He also wrote that Chris Combe is chief executive officer of Combe Inc., chairman of Combe Laboratories, and president of Combe Products. 

He amended complaints because the U.S. Supreme Court restricted jurisdiction of any court over residents from other states suing defendants from other states. 


The Court ruled that a court may exercise personal jurisdiction only if a claim arises out of a defendant’s contact with the forum. 

About six percent of Driscoll’s plaintiffs live in Illinois. 

Among the Combe companies, only Combe Labs operates in Illinois. 

Driscoll filed suits for 3,709 plaintiffs in 2016, in association with the Schlichter Bogard Denton firm of St.
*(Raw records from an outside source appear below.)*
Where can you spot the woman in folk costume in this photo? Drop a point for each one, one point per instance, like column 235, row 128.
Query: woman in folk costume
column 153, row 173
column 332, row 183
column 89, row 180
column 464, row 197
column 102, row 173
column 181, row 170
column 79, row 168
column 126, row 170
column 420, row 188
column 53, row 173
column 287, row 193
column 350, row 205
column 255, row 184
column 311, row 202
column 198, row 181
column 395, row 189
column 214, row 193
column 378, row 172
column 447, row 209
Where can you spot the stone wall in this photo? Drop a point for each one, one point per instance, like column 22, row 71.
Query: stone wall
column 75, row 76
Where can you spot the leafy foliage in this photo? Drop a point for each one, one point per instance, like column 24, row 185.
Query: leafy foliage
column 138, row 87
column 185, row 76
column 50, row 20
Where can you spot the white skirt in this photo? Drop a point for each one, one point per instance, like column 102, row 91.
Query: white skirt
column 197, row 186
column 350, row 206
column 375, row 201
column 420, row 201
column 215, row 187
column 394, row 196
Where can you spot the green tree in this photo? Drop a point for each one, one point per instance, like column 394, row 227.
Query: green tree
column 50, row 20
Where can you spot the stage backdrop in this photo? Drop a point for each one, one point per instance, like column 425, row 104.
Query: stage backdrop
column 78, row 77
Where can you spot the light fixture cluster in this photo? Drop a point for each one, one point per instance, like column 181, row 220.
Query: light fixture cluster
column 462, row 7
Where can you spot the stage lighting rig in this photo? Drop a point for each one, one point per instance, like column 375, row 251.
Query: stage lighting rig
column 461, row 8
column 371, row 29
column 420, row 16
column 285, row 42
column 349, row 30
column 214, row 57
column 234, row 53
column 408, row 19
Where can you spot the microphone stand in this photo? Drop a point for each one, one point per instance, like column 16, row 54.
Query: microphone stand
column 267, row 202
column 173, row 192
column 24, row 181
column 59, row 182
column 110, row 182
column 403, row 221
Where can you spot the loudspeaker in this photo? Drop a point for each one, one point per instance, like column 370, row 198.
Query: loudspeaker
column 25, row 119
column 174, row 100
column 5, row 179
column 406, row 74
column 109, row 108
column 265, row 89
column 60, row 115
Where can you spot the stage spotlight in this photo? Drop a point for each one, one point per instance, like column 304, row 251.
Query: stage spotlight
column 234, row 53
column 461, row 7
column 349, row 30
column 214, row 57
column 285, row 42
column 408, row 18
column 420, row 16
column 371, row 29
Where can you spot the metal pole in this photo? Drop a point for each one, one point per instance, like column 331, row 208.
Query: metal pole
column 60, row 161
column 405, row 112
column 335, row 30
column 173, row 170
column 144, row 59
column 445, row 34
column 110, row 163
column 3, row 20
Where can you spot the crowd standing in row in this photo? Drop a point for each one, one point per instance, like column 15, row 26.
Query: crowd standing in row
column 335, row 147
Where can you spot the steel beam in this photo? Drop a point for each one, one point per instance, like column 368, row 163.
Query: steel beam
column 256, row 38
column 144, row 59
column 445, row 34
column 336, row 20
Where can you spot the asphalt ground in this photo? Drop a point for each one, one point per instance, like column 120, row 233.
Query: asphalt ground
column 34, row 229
Louis. 

Plaintiffs claimed Just for Men caused burns, scars and discoloration. 

Defendants moved to dismiss all claims for lack of personal jurisdiction. 

They also moved to dismiss for failure to state a claim, and they moved to strike class allegations. 

District Judge David Herndon froze the proceedings and ordered mediation through former Madison County judge Dan Stack. 

At some point Driscoll and Combe executed a tolling agreement for 4,946 plaintiffs with similar claims. 

This Jan. 4, Herndon’s last day as judge, he declared that mediation failed. 

The action passed to District Judge Staci Yandle, who stayed all motions pending a ruling on jurisdiction. 

Driscoll moved to amend complaints in February, and Yandle granted the motion. 

The amended complaint alleges that defendants worked jointly to bring Just for Men to consumers. 

Driscoll wrote that Combe Inc. controls its subsidiaries, that Combe Labs exists for no other purpose than conducting the business of Combe Inc., that Combe Products has primary responsibility for manufacturing Just for Men, though Combe Labs has also manufactured it, and that Combe Inc. has primary responsibility for production and marketing.